Era un tipo divertido, muy cachas, al que llamábamos “Tres Piernas”, porque gastaba una polla que parecía la manda de un abrigo y ese tipo de virtudes, cuando se tienen 15 años, suelen ser motivo de admiración colectiva.
Lo que no imaginaba en aquel momento, es que mi mujer también iba a quedar fascinada con el instrumento de mi amigo.
El tipo andaba buscando piso en la ciudad, porque le habían cambiado de destino y explicó que venía a echar un vistazo al nuestro. Habíamos estado hablando, él y yo, un par de días antes.

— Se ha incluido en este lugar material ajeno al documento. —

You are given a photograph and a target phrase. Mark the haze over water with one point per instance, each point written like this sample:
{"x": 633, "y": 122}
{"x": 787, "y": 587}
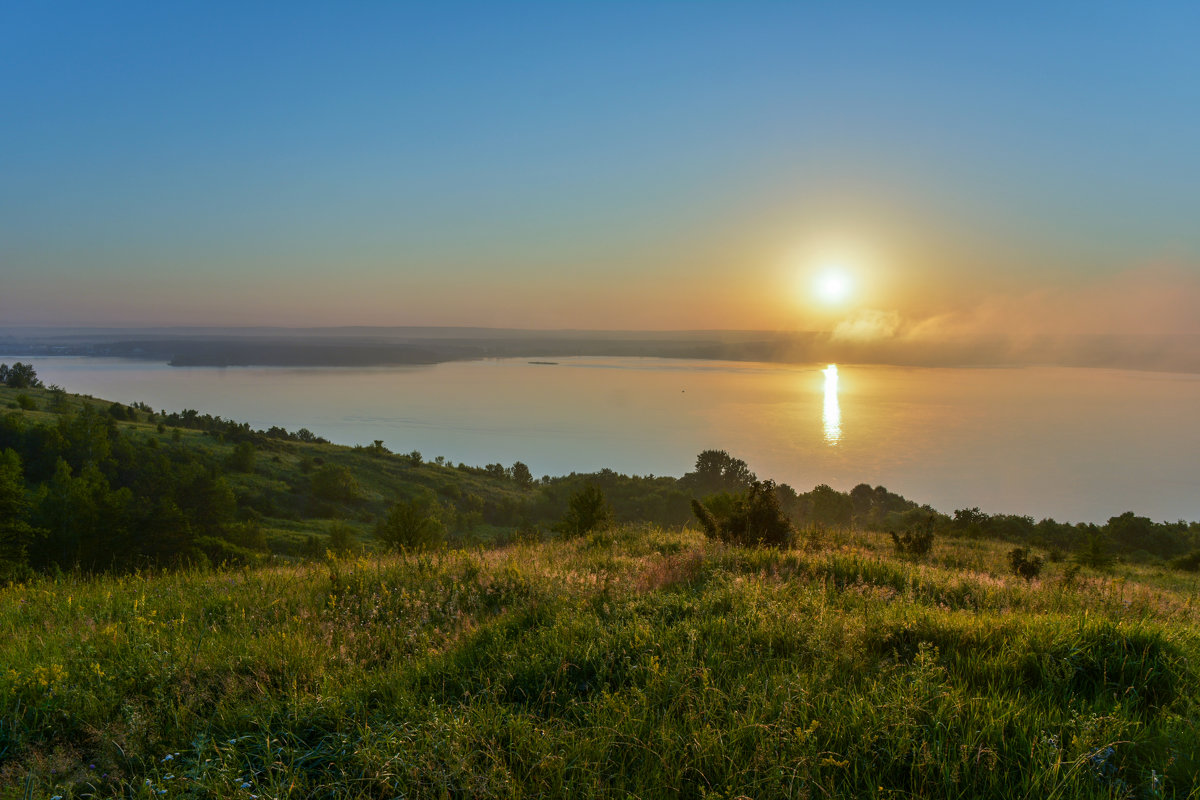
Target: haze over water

Ya era tarde y le propuse que se quedara a comer algo con no0ostros y que de paso, nos echara una mano. Se quedó gustoso y la verdad es que nos echó las dos. O las tres, para ser precisos.
Pedimos unas pizzas y algunas cervezas. En el piso no había de nada a parte de una caja de vino que me había dejado el antiguo propietario. Así que abrimos una botella y preparamos un pequeño vermú. Entre que venia y no venia el de las pizzas nos zampamos una botella entre los tres.